After the employee completes and signs the Form W-4, you must keep it in your records for at least 4 years (See Publication 15, (Circular E), Employer's Tax Guide)). This form serves as verification that you are withholding federal income tax according to the employee's instructions and needs to be available for inspection should the IRS ever request it. Form W-4 is still subject to review. You may be directed (in a written notice or in future published guidance) to send certain Forms W-4 to the IRS. You must be able to supply a hardcopy of an electronic Form W-4.
The IRS uses information reported on Forms W-2 (PDF), Wage and Tax Statement, to identify employees with withholding compliance problems. In some cases, where a serious under-withholding problem is found to exist for a particular employee, the IRS may issue a notice (commonly referred to as a "lock-in-letter") to you specifying the withholding rate and maximum number of withholding allowances permitted for a specific employee for purposes of calculating the required withholding. The IRS will provide the employee with an opportunity to dispute the determination before you adjust withholding based on the lock-in letter.

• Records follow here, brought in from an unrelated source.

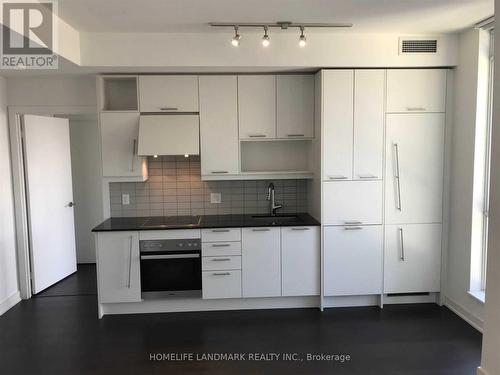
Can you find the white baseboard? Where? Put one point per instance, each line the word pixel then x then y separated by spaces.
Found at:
pixel 462 312
pixel 10 301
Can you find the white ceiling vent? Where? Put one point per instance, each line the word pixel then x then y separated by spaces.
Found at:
pixel 417 46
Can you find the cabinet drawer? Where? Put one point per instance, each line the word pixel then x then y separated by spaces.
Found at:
pixel 352 202
pixel 221 234
pixel 209 249
pixel 221 263
pixel 225 284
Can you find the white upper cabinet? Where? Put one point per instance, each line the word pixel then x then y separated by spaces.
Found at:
pixel 416 90
pixel 353 260
pixel 300 261
pixel 168 93
pixel 368 124
pixel 219 125
pixel 261 262
pixel 257 106
pixel 337 104
pixel 412 258
pixel 295 106
pixel 414 168
pixel 119 137
pixel 118 271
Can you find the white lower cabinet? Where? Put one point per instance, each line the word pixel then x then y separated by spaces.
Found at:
pixel 118 267
pixel 261 262
pixel 300 261
pixel 353 260
pixel 412 258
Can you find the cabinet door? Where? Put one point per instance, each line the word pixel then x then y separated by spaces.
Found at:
pixel 414 168
pixel 352 202
pixel 219 125
pixel 168 93
pixel 295 106
pixel 300 261
pixel 118 267
pixel 368 123
pixel 261 262
pixel 119 136
pixel 257 106
pixel 338 123
pixel 412 258
pixel 416 90
pixel 353 260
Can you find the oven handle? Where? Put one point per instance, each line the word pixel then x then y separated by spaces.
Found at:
pixel 171 256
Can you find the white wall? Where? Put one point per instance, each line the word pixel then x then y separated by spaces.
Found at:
pixel 461 187
pixel 9 290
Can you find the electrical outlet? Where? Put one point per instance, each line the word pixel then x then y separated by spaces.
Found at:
pixel 125 199
pixel 215 197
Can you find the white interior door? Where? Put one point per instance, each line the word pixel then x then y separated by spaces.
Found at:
pixel 47 161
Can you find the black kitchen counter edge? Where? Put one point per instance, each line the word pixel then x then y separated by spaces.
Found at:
pixel 117 224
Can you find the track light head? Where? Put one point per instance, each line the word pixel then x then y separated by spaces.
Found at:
pixel 302 37
pixel 236 38
pixel 265 38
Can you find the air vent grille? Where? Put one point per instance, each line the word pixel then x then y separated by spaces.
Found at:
pixel 418 46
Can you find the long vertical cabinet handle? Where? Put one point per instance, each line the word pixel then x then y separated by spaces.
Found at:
pixel 402 240
pixel 130 261
pixel 134 148
pixel 396 152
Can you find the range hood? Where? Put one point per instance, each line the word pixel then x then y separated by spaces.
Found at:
pixel 169 134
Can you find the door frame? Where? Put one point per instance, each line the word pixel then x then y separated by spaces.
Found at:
pixel 18 181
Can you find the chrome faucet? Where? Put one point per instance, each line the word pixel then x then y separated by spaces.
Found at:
pixel 273 206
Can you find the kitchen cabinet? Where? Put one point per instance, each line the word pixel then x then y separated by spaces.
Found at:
pixel 412 258
pixel 257 106
pixel 295 106
pixel 119 137
pixel 300 261
pixel 337 122
pixel 368 124
pixel 168 93
pixel 261 262
pixel 416 90
pixel 352 202
pixel 353 260
pixel 219 125
pixel 414 168
pixel 118 267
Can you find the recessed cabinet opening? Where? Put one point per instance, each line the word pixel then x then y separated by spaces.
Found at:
pixel 119 94
pixel 283 156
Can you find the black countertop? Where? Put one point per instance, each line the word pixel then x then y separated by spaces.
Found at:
pixel 115 224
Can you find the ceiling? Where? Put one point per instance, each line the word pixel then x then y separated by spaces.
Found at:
pixel 377 16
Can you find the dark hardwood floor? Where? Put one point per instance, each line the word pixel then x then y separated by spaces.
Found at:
pixel 62 335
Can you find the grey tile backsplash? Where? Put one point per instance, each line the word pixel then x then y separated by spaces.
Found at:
pixel 175 188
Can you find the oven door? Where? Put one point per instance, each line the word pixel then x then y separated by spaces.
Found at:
pixel 171 271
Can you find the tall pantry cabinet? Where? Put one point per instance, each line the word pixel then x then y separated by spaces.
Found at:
pixel 382 180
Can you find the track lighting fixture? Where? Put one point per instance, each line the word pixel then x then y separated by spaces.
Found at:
pixel 265 38
pixel 236 39
pixel 302 37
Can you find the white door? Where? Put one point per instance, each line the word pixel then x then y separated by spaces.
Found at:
pixel 295 106
pixel 414 168
pixel 368 123
pixel 353 260
pixel 219 125
pixel 257 106
pixel 412 258
pixel 338 92
pixel 300 255
pixel 49 190
pixel 260 262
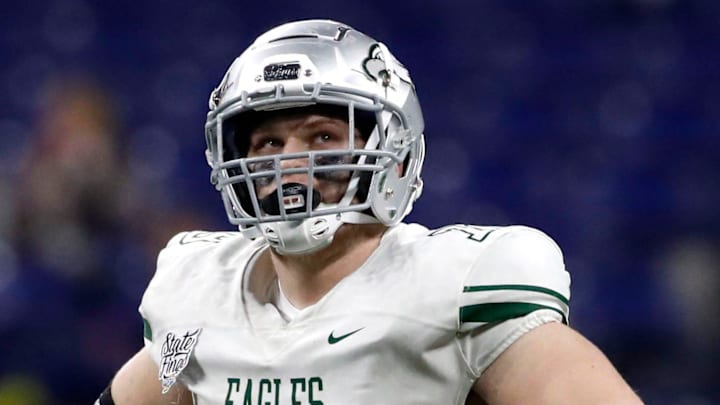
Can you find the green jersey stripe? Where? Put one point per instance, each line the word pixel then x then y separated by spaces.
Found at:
pixel 147 330
pixel 519 287
pixel 501 311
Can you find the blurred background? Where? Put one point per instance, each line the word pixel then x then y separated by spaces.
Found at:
pixel 595 120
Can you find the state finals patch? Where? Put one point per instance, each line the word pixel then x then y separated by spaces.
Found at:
pixel 175 356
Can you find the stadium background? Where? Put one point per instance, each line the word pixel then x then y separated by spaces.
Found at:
pixel 595 120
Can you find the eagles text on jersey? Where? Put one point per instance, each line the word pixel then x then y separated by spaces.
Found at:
pixel 416 324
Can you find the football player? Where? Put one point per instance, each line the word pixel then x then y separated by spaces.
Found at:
pixel 324 296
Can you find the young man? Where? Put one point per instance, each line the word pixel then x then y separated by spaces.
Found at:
pixel 315 140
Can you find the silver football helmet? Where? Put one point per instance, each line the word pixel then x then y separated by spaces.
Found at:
pixel 316 64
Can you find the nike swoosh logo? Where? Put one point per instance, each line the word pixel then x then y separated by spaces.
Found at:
pixel 334 339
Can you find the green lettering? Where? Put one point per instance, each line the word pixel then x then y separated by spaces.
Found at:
pixel 315 381
pixel 231 382
pixel 295 382
pixel 248 393
pixel 277 391
pixel 268 388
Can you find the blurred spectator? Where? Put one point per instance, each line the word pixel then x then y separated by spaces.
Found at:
pixel 84 245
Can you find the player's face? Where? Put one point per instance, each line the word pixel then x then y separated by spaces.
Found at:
pixel 302 133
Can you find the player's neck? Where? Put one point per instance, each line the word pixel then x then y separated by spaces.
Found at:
pixel 306 279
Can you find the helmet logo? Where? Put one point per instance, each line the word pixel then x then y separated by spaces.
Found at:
pixel 375 66
pixel 281 71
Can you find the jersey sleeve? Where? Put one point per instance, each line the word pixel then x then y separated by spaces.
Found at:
pixel 148 306
pixel 517 283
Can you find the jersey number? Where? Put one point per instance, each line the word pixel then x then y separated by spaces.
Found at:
pixel 474 233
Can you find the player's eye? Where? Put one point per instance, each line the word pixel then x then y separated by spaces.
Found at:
pixel 264 143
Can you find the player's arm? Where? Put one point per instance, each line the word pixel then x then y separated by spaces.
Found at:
pixel 136 383
pixel 553 364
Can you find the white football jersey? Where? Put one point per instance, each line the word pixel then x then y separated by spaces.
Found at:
pixel 417 323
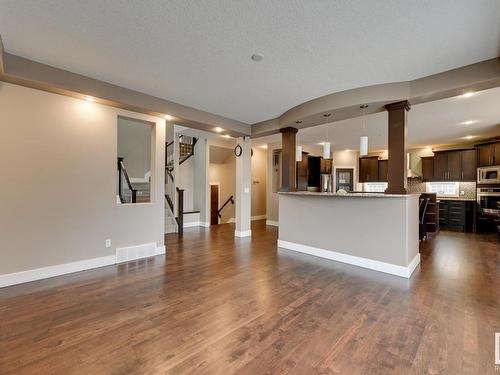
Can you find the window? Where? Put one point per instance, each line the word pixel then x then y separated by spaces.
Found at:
pixel 374 187
pixel 449 189
pixel 134 161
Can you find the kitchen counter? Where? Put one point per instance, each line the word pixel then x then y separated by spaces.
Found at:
pixel 347 195
pixel 370 230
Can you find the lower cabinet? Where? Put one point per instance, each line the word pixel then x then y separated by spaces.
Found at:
pixel 456 215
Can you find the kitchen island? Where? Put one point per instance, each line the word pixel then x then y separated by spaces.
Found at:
pixel 371 230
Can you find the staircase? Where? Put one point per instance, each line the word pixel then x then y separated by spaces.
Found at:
pixel 175 223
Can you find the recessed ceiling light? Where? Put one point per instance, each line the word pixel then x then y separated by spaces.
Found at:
pixel 468 122
pixel 468 94
pixel 257 57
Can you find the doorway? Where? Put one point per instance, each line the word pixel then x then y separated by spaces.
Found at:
pixel 214 204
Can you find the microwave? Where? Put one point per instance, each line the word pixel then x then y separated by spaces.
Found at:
pixel 488 175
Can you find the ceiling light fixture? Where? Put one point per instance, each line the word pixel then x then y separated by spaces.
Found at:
pixel 257 57
pixel 468 94
pixel 363 140
pixel 468 122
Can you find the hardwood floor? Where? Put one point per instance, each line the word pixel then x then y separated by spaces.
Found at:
pixel 221 305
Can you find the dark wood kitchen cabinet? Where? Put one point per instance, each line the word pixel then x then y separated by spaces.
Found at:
pixel 468 165
pixel 427 168
pixel 488 154
pixel 368 169
pixel 382 170
pixel 459 165
pixel 440 166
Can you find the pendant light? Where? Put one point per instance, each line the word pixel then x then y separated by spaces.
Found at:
pixel 298 149
pixel 326 144
pixel 363 140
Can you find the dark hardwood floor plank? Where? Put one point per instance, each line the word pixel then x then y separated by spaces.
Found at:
pixel 216 304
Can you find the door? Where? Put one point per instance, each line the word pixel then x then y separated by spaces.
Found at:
pixel 440 166
pixel 344 179
pixel 214 204
pixel 468 165
pixel 484 153
pixel 454 170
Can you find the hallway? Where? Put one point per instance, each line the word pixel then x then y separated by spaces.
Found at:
pixel 218 305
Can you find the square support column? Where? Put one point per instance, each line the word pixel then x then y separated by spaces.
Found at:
pixel 243 188
pixel 397 164
pixel 288 163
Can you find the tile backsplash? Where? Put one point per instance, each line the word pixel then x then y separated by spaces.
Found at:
pixel 416 185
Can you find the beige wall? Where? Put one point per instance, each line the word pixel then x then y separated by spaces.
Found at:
pixel 225 175
pixel 259 181
pixel 58 191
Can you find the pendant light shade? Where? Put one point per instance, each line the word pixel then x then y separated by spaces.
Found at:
pixel 298 153
pixel 326 150
pixel 363 145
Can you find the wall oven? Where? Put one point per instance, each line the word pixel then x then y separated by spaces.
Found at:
pixel 488 175
pixel 488 199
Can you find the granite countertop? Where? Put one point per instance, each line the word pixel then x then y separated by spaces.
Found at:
pixel 464 199
pixel 348 195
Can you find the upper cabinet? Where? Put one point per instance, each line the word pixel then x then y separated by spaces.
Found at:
pixel 457 165
pixel 488 154
pixel 468 165
pixel 368 169
pixel 428 168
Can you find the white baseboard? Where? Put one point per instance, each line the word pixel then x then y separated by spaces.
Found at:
pixel 196 224
pixel 62 269
pixel 259 217
pixel 252 218
pixel 371 264
pixel 242 233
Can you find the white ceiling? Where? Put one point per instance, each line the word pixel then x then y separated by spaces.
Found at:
pixel 197 53
pixel 429 124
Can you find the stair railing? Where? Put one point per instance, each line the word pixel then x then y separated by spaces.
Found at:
pixel 180 210
pixel 123 171
pixel 230 199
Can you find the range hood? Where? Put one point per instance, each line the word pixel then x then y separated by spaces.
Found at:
pixel 413 165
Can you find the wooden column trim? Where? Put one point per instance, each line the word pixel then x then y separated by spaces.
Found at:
pixel 397 163
pixel 288 164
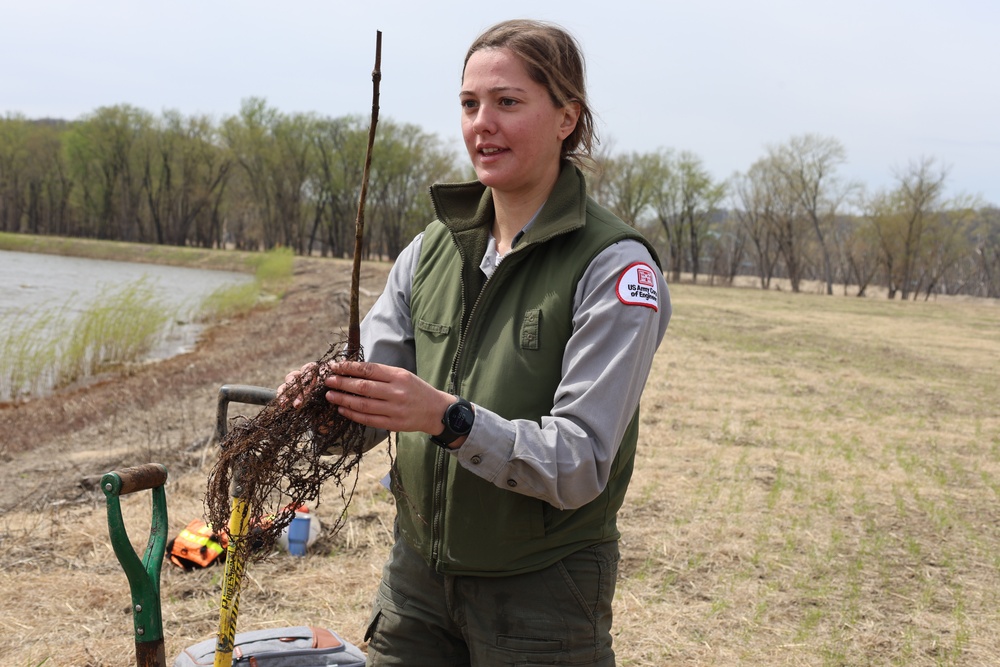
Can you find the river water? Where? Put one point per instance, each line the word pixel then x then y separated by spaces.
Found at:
pixel 71 284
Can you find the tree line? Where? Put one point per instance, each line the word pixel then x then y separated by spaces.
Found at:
pixel 262 178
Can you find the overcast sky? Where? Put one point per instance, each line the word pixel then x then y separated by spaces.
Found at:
pixel 893 80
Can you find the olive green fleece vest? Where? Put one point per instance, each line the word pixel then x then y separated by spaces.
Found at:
pixel 500 343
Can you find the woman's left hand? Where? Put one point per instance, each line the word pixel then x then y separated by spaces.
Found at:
pixel 386 397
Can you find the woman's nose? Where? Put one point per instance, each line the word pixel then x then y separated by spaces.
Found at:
pixel 484 121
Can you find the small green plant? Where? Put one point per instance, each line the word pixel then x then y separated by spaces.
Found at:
pixel 120 326
pixel 44 348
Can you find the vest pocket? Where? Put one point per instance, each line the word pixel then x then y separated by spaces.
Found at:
pixel 531 329
pixel 433 328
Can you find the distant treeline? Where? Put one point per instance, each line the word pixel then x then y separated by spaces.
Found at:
pixel 261 179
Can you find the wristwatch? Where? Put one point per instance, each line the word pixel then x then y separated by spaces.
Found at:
pixel 457 422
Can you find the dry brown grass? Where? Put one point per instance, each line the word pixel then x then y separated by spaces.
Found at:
pixel 816 485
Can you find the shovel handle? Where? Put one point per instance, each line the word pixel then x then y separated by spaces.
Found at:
pixel 139 478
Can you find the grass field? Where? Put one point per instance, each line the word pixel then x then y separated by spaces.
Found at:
pixel 816 484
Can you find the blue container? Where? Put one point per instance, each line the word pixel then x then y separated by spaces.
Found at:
pixel 298 535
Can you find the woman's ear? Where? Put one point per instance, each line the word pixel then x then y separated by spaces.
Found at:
pixel 571 114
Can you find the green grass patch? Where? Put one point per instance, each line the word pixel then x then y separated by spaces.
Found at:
pixel 43 348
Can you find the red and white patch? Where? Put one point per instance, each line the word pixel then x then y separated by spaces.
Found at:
pixel 637 286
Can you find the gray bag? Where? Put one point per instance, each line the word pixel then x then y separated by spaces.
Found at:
pixel 301 646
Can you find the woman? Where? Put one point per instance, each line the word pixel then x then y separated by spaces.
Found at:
pixel 508 352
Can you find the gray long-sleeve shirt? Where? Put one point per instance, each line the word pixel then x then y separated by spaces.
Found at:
pixel 566 459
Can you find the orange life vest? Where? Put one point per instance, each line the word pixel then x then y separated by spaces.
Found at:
pixel 197 546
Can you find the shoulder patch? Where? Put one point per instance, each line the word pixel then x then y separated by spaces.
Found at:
pixel 637 286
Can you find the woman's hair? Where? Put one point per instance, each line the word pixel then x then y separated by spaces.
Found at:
pixel 553 59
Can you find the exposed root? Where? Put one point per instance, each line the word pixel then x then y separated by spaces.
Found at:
pixel 281 458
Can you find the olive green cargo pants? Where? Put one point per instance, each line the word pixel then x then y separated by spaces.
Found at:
pixel 558 616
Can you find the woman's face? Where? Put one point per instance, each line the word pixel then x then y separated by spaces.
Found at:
pixel 512 130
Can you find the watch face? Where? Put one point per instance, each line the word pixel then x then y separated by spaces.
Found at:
pixel 460 419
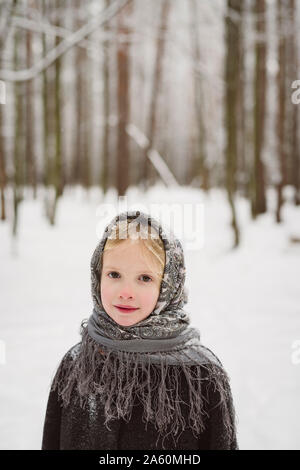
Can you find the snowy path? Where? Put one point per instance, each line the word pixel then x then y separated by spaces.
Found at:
pixel 246 304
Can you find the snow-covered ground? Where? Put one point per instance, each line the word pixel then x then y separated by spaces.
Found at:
pixel 246 303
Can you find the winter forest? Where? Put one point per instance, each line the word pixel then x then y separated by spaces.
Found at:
pixel 166 101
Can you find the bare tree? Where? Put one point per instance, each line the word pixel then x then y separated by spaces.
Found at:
pixel 258 197
pixel 200 166
pixel 281 110
pixel 232 68
pixel 123 157
pixel 106 110
pixel 147 175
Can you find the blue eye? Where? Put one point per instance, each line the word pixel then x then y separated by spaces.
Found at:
pixel 145 275
pixel 112 272
pixel 142 275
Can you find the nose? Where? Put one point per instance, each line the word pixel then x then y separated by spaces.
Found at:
pixel 126 293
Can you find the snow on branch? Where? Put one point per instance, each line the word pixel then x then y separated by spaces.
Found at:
pixel 65 45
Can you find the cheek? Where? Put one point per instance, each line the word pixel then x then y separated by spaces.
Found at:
pixel 106 290
pixel 150 297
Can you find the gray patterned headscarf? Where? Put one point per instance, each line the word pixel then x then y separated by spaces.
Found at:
pixel 168 319
pixel 111 359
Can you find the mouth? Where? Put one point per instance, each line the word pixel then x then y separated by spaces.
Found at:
pixel 125 309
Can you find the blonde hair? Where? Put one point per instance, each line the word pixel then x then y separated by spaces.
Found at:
pixel 146 236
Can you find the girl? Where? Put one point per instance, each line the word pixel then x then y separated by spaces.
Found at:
pixel 140 377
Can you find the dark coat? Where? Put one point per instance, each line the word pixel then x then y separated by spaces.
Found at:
pixel 72 427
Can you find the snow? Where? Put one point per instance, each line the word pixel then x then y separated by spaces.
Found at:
pixel 245 302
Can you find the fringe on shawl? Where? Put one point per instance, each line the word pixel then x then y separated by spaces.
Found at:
pixel 116 377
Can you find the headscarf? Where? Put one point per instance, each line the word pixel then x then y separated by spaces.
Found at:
pixel 145 361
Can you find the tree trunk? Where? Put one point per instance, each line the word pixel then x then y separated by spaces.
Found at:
pixel 18 182
pixel 258 199
pixel 200 167
pixel 148 176
pixel 294 63
pixel 233 33
pixel 106 110
pixel 281 110
pixel 30 157
pixel 123 157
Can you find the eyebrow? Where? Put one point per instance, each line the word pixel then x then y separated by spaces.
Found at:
pixel 138 272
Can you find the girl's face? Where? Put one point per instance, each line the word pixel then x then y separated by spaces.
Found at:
pixel 130 280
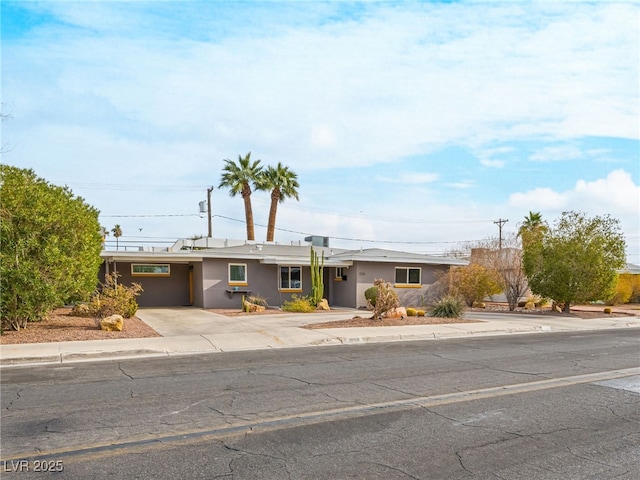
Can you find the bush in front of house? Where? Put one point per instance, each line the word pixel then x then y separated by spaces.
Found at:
pixel 386 298
pixel 112 298
pixel 448 307
pixel 298 305
pixel 257 300
pixel 370 294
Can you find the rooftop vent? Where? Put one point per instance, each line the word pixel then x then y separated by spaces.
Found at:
pixel 317 241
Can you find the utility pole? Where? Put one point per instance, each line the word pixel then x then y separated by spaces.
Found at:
pixel 209 190
pixel 500 222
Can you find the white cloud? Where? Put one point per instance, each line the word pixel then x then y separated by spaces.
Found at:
pixel 557 154
pixel 617 195
pixel 409 178
pixel 492 163
pixel 539 198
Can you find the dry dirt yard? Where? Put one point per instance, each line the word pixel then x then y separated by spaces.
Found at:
pixel 62 327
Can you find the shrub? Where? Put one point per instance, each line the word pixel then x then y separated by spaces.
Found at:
pixel 627 288
pixel 370 294
pixel 257 300
pixel 298 304
pixel 386 298
pixel 448 307
pixel 114 298
pixel 473 283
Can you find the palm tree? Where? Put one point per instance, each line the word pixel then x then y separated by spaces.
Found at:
pixel 283 183
pixel 238 178
pixel 117 232
pixel 532 228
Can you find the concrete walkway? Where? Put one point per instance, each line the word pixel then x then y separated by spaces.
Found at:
pixel 193 331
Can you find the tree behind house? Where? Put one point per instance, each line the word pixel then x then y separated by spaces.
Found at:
pixel 239 178
pixel 51 243
pixel 577 260
pixel 282 182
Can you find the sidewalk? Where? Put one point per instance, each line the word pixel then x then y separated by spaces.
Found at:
pixel 188 331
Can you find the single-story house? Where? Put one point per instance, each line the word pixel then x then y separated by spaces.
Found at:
pixel 212 273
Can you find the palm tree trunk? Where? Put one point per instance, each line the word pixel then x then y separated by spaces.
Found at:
pixel 273 209
pixel 271 228
pixel 248 213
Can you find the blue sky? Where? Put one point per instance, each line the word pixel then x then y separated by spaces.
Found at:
pixel 411 125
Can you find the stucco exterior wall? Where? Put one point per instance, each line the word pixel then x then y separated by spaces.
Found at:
pixel 158 291
pixel 262 280
pixel 367 272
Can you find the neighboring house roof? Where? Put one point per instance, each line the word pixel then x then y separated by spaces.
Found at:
pixel 393 256
pixel 277 254
pixel 631 268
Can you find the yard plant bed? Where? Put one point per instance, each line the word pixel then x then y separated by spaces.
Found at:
pixel 59 326
pixel 388 322
pixel 62 327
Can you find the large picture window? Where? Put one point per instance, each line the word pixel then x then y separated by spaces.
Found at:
pixel 150 270
pixel 238 274
pixel 408 276
pixel 291 278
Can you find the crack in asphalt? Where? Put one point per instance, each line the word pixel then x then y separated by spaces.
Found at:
pixel 395 469
pixel 397 390
pixel 15 399
pixel 123 372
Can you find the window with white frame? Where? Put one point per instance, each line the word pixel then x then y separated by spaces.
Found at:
pixel 150 270
pixel 237 274
pixel 408 276
pixel 290 278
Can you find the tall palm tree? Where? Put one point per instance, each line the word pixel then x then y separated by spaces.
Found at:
pixel 283 184
pixel 117 232
pixel 532 228
pixel 238 178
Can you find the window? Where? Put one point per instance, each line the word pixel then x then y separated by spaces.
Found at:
pixel 290 278
pixel 150 269
pixel 408 276
pixel 238 274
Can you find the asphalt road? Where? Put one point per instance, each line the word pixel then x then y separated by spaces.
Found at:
pixel 522 406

The IRS will send a letter to the employee explaining that the IRS will require you to start withholding additional income tax unless the employee contacts the IRS to explain why the employee should not have withholding increased. A toll-free number and address for the unit handling this program will be provided in the letter. As an additional safeguard, you will also receive a notice to provide to the employee.
After the lock-in letter takes effect, you must disregard any Form W-4 that results in less tax withheld, until the IRS notifies you otherwise. However, you must honor any Form W-4 that results in more income tax withheld than at the withholding rate and withholding allowances specified in the lock-in letter. Employers who use electronic Form W-4 systems must make sure the employee cannot override the lock-in letter to decrease withholding via an electronic Form W-4 system. Lock-in letter provisions also apply to employees rehired within 12 months from the date of the notice.
After the lock-in letter takes effect, if the employee wants to claim complete exemption from withholding or claim a withholding rate, withholding allowances, or an additional amount that results in less income tax withheld than the lock-in letter, the employee must contact the IRS. A toll-free number and address for the unit handling this program is provided in the lock-in letter.